If Jackson County legislators don't act by May 1, the new jail's price could jump by millions
The group designing and building the jail says it's held the line on costs as long as they possibly can. But a new majority in the Jackson County legislature has other ideas for what a new jail should look like — or if one should be built at all.
The Jackson County Legislature now has a May 1 deadline to act on a plan that would cap the price of a new jail at $301 million.
A letter to the county from JCDC Partners, the company designing and building the project, said it has held the line on cost as long as possible.
“This monthly escalation will undoubtedly cost the County several million dollars which would negatively impact the ability to deliver a project that meets your stated goals and program,” the letter, dated April 12, said.
KCUR obtained the letter through the Missouri Sunshine Law.
In fact, the letter said, the price of copper has already shot up $200,000 and there is little JCDC can do about that. While that cost increase can be absorbed into the previous budget, any future increase could be problematic.

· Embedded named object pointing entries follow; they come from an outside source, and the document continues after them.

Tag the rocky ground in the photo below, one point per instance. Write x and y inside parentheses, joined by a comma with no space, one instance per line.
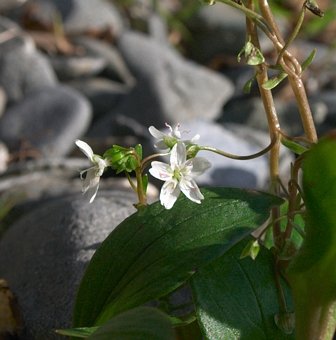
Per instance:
(93,70)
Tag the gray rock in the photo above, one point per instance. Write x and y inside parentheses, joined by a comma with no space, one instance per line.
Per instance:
(79,15)
(247,111)
(4,158)
(115,67)
(23,69)
(43,256)
(67,67)
(169,88)
(3,100)
(103,94)
(6,5)
(49,121)
(219,30)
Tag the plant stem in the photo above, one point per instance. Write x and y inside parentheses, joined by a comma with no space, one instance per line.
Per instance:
(237,157)
(273,125)
(140,190)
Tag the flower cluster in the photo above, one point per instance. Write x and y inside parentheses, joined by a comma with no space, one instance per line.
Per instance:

Jackson County legislators are set to discuss the $301 million budget on Monday, after taking no action on the issue this week.
There is also concern among some county officials that the new majority on the Legislature will put the question to build a new jail to voters — which could delay a new detention center for years.
“I fear the price will go so high that we’ll never have a new jail,” said Legislator Jalen Anderson.
The project is already $44 million over the original cost. When the county broke ground in September the price tag was $256 million. But even as county officials were using golden shovels to break ground, JCDC warned the price was going to increase.
“As recent budgets have been developed it is apparent that the program and design criteria will not be able to be constructed for the $256.5 million budget,”JCDC said in a monthly update. (There has not been an update from JCDC posted to the website since November.)
The county planned on having a 1,200 bed facility which could be expanded if needed. The number of beds may have to be reduced even if the Legislature approves a $301 million price tag. The current downtown jail has about 750 beds but the population often hovers right under 1,000.
Further complicating the project are ongoing discussions with Kansas City over whether to build a combined facility. Kansas City Mayor Quinton Lucas says he expects talks with the county to pick up steam in the months ahead.
“Why would you build a $200 million city jail and a $300 million county jail, and spend half a billion or more on incarceration, when perhaps there are economies of scale by putting them together,” Lucas told KCUR this week.